By Joshua Thomas, DO, Orthopedics
There is nothing worse than experiencing success with your fitness program only to have it sabotaged by a troublesome injury. Here are five of the most common injuries and what you can do to prevent them. You may do an online search for the recommended exercises to prevent or help treat each injury. Consult your physician before starting an exercise program.
Low Back Pain
The most common complaint of incoming patients is low back pain. Almost everything you do requires using your back, and back problems rarely result from a single activity or accident. Most injuries occur over a period of years or even decades. By strengthening and stretching the muscles of your back, stomach, and thighs, you can help reduce or prevent problems with back pain. (Exercises to help – Supine Pelvic Tilts, Planks, Ball Crunches, Hip Flexor Stretch, Prayer Stretch, and Lying Knee to Chest Stretch)
Shoulder Pain
Shoulder problems have become increasingly common with a greater number of desk jobs around the world. Our upper middle back muscles that stabilize the shoulder blades have weakened, and many shoulders have begun to rotate internally. This can lead to a lack of mobility in your shoulder (especially in external rotation) and increase the risk of injury when lifting objects above your head or performing any throwing or swinging motions. It also increases the chances of irritating, inflaming, or pinching the tendons of the rotator cuff. Strengthening the scapular stabilizers and increasing the flexibility of the chest and lats will reduce the chances of a shoulder injury and improve your posture simultaneously! (Exercises to help — TYLW on ball, Bent Over Row, Twisted Prayer Stretch, and Pec Minor Door or Corner Stretch) Download the How To Be Nice To Your Shoulder handout for more tips.
Achilles Tendonitis
Achilles tendonitis is a condition of irritation and inflammation of the large tendon in the back of the ankle.

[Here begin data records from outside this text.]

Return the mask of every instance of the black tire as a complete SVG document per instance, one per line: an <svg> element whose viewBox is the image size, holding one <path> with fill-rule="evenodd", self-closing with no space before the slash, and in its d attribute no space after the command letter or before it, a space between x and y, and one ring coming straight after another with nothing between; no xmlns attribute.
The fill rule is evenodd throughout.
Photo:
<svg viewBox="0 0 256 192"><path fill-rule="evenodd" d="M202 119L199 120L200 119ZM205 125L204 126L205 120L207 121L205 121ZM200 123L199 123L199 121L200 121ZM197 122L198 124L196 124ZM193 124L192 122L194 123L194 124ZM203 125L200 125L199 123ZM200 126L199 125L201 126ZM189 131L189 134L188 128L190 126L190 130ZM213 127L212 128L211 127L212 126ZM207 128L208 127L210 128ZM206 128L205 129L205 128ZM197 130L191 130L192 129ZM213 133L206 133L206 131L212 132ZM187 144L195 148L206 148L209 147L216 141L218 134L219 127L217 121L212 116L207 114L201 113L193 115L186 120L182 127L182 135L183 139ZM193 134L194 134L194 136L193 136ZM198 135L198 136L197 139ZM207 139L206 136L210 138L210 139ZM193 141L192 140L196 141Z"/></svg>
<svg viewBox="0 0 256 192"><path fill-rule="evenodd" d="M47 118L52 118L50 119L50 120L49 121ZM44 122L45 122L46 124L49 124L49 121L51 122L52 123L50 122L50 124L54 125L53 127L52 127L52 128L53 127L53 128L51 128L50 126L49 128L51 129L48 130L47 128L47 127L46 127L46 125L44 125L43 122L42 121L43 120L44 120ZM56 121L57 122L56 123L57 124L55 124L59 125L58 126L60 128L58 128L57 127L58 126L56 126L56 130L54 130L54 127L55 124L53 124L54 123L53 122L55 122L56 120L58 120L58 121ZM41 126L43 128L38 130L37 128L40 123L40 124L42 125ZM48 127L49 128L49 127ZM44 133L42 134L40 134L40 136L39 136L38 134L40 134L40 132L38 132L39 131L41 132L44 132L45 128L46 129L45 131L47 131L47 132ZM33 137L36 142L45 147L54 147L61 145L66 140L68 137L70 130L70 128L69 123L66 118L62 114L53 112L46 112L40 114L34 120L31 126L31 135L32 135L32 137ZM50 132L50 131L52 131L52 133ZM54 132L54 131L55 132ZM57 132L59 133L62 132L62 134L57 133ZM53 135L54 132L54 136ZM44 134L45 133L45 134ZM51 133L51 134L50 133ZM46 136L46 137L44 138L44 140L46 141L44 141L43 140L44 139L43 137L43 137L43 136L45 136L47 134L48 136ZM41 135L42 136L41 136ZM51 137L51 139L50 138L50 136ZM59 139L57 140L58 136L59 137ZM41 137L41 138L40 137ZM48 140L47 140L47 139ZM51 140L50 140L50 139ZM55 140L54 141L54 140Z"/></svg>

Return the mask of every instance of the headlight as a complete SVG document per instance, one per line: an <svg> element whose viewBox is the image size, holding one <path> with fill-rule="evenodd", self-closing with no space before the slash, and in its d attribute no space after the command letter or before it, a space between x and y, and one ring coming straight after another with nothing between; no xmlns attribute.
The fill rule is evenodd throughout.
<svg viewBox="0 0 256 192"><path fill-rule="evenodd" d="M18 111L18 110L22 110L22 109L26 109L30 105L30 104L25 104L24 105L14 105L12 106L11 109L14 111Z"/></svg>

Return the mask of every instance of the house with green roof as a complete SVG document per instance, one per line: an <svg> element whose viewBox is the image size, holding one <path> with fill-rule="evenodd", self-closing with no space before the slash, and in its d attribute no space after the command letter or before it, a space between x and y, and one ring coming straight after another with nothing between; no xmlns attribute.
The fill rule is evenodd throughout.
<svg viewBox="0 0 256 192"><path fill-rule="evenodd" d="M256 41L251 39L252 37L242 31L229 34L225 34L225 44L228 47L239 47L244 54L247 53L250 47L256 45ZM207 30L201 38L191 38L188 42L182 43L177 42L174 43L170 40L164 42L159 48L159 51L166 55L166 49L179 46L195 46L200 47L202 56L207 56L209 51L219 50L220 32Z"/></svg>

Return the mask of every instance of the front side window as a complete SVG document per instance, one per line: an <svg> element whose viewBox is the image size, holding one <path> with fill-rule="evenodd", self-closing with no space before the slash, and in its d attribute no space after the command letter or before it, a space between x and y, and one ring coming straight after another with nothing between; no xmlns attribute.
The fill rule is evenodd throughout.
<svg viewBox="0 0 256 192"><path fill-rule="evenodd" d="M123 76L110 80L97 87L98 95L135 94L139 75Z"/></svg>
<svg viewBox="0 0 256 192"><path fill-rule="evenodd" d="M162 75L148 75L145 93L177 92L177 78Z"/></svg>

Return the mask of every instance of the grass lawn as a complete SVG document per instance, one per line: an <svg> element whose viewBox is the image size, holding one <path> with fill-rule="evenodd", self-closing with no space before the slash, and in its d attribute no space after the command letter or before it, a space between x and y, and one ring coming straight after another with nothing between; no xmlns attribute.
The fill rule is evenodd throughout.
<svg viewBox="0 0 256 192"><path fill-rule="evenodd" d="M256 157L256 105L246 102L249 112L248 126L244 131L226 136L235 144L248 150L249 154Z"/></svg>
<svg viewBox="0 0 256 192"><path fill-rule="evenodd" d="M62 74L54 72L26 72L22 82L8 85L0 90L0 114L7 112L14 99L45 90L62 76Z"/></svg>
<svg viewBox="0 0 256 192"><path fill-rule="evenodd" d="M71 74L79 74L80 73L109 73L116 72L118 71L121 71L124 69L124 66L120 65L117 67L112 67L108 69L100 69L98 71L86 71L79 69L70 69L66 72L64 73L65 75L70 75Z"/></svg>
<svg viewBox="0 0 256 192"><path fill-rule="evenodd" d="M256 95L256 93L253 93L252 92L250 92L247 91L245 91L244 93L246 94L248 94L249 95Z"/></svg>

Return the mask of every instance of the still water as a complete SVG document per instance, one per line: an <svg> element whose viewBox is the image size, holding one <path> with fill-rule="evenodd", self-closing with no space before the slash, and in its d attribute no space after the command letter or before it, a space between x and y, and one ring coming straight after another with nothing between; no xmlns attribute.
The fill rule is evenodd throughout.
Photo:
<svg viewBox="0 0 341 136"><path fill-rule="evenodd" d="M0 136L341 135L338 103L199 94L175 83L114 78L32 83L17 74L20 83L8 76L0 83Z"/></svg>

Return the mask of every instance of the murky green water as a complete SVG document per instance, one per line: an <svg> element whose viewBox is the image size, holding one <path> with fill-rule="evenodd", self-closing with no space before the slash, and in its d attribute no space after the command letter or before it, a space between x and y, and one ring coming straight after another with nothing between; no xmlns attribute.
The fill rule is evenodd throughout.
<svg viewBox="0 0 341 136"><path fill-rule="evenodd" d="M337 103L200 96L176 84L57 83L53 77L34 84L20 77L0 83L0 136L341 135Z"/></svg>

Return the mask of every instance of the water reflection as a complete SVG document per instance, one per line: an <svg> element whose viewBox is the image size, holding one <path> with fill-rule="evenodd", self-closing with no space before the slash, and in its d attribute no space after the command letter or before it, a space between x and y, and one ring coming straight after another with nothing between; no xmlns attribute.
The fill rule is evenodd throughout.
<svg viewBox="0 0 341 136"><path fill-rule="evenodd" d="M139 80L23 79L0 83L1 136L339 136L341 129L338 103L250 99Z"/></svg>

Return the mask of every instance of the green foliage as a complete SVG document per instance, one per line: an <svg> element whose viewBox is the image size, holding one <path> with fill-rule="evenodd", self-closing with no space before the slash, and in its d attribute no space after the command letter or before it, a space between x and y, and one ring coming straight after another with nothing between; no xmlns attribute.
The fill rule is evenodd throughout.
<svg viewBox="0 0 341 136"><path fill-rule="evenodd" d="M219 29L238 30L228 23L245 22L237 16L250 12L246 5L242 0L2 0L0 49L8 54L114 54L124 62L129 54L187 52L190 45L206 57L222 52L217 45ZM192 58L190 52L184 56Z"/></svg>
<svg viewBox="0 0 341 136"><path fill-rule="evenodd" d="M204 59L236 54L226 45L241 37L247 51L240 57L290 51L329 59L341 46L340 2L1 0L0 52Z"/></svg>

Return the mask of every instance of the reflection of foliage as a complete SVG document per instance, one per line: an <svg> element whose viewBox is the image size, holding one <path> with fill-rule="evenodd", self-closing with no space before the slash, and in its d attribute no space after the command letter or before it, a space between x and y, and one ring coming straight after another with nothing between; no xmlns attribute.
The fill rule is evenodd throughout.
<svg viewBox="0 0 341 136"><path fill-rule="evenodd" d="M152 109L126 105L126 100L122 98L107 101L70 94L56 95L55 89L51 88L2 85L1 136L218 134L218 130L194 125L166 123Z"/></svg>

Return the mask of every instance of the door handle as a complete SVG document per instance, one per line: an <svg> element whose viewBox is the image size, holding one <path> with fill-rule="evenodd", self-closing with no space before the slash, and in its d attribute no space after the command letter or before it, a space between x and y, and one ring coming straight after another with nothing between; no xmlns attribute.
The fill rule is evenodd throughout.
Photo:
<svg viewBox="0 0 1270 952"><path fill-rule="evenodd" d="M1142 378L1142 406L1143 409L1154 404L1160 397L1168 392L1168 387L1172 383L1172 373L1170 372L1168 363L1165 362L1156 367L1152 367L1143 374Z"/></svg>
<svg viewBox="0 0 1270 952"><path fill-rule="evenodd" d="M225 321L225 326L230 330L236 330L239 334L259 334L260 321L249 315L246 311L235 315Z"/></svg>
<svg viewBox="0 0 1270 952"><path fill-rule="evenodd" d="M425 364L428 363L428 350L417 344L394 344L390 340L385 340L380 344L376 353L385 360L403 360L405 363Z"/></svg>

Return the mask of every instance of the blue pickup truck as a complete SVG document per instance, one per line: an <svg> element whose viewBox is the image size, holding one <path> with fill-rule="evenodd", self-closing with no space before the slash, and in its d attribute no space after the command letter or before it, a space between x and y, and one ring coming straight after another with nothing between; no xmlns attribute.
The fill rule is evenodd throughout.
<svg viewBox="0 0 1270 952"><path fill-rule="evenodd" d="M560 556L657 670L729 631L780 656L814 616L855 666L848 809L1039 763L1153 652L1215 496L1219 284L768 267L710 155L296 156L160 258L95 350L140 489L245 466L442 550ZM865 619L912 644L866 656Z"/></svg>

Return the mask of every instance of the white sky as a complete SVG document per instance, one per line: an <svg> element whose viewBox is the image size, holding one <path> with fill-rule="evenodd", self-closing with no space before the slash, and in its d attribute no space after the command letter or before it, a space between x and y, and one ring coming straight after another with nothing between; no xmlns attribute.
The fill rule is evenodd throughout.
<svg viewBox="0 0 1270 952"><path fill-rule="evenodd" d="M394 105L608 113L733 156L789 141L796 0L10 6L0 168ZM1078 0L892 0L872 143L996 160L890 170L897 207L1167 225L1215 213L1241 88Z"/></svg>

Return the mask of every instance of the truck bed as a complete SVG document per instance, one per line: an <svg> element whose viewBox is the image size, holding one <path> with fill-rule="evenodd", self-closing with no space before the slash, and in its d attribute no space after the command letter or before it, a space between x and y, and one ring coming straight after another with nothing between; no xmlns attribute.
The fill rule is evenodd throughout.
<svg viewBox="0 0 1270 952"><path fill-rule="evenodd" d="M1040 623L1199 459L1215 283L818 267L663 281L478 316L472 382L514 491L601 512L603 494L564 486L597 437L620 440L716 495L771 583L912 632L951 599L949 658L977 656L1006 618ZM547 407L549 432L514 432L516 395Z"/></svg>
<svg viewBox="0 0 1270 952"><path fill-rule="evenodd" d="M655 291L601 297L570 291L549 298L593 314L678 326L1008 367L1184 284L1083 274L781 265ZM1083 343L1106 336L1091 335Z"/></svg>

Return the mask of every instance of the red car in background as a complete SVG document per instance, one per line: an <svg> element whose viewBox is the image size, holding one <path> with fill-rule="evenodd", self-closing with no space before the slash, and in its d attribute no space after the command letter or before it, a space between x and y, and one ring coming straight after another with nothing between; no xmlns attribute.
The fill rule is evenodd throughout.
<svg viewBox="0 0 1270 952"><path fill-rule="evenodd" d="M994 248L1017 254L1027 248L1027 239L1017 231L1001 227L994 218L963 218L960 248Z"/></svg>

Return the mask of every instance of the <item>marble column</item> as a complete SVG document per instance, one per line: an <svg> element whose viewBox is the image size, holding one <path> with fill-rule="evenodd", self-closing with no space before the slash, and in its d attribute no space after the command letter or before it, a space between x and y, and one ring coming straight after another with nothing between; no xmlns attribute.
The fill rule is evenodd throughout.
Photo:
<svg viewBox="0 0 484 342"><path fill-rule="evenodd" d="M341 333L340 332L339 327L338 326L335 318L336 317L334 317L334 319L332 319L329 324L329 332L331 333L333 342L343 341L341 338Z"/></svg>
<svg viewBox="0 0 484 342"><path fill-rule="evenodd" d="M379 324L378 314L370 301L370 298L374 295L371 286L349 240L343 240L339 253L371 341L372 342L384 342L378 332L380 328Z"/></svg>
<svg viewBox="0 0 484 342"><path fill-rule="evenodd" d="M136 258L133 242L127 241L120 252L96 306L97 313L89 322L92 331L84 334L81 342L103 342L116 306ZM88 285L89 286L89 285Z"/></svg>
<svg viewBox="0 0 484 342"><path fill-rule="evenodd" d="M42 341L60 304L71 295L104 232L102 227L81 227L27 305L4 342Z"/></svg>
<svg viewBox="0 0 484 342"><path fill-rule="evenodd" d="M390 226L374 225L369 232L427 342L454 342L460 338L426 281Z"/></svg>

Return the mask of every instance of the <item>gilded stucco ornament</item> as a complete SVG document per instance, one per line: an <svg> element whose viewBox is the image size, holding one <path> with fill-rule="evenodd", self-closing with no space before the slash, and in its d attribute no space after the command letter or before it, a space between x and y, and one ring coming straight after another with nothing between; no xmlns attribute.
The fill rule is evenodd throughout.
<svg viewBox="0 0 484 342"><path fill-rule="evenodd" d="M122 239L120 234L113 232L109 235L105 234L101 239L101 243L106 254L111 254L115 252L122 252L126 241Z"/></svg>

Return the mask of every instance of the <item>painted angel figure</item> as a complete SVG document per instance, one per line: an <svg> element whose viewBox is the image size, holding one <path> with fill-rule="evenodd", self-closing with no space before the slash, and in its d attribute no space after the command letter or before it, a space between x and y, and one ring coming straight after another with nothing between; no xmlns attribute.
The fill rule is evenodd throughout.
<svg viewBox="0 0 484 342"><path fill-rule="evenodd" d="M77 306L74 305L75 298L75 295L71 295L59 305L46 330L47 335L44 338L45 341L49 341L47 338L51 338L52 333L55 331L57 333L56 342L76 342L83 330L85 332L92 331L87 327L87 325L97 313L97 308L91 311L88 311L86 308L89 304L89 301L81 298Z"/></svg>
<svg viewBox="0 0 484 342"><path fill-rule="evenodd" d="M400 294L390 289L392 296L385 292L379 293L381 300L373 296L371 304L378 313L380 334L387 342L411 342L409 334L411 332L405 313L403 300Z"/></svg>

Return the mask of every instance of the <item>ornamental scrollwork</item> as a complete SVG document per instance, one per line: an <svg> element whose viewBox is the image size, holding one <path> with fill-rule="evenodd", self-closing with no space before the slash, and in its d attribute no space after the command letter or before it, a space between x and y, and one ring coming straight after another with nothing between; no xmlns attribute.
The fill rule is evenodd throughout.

Achilles tendonitis is a common injury that tends to occur in recreational athletes. With the increasing popularity of high-intensity exercises, the incidence of Achilles tendonitis has increased. The two most common causes are ramping up the intensity too high or too quickly or lack of mobility in the ankle from tightness in the calf muscles. Calf muscles consist of the Gastrocnemius, the big muscle at the back of the lower leg, and the Soleus, a smaller muscle lower down in the leg and under the Gastrocnemius. Precautions should be taken by slowly progressing intensity and working on ankle mobility with stretches for the calf area. (Exercises to help—Gastroc Stretch, Soleus Stretch and Rest, Ice, Compression and Elevation)
Plantar Fasciitis
Plantar fasciitis is inflammation of the thick tissue on the bottom of the foot. This tissue connects the heel bone to the toes and creates the arch of the foot. The summer is always a busy season for plantar fasciitis because many people walk around in bare feet or ill-fitting flip-flops or sandals, resulting in micro-tears or scar tissue. Stretching and massaging the plantar fascia and stretching the calves helps tremendously. (Exercises to help—Plantar Fascia Stair Stretch, Calf Stretch, Soleus Stretch, and Golf/tennis ball Plantar Fascia massage)
Tennis Elbow
You don’t have to play tennis to get tennis elbow or Lateral Epicondylitis. Tennis elbow is inflammation, soreness, or pain on the upper arm’s outside (lateral) side near the elbow. There may be a partial tear of the tendon fibers, which connect muscle to bone. Tendonitis is an overuse injury, so repetitive motions can lead to tendonitis anywhere in the body, especially in the elbow. Frequent exercisers, tennis players, and golfers often complain of Tennis Elbow. However, any activity involving repetitive wrist twisting (like using a screwdriver) can lead to this condition. Therefore, painters, plumbers, construction workers, cooks, and butchers are all more likely to develop tennis elbow. This condition may also be due to constant computer keyboard and mouse use. Strengthening the muscles in the forearm and massaging the area of discomfort are the best ways to prevent and treat Lateral Epicondylitis. (Exercises to help—wrist curls and extensions, pronating and supinating the hand with a stable elbow, radial and ulnar deviation, and massaging the area of discomfort). Elbow and Wrist Range of Motion Exercises are provided in this downloadable handout.
If you experience any of these or other painful muscle or joint symptoms, stop at the first sign of discomfort to help avoid a progression to an injury, which would take much longer to heal. Simply slowing down, adjusting your exercise form if needed, or taking a one to two-week break may do the trick to get you back in the game faster.
Always feel free to consult your healthcare provider or an orthopedic specialist with any questions or concerns you may have.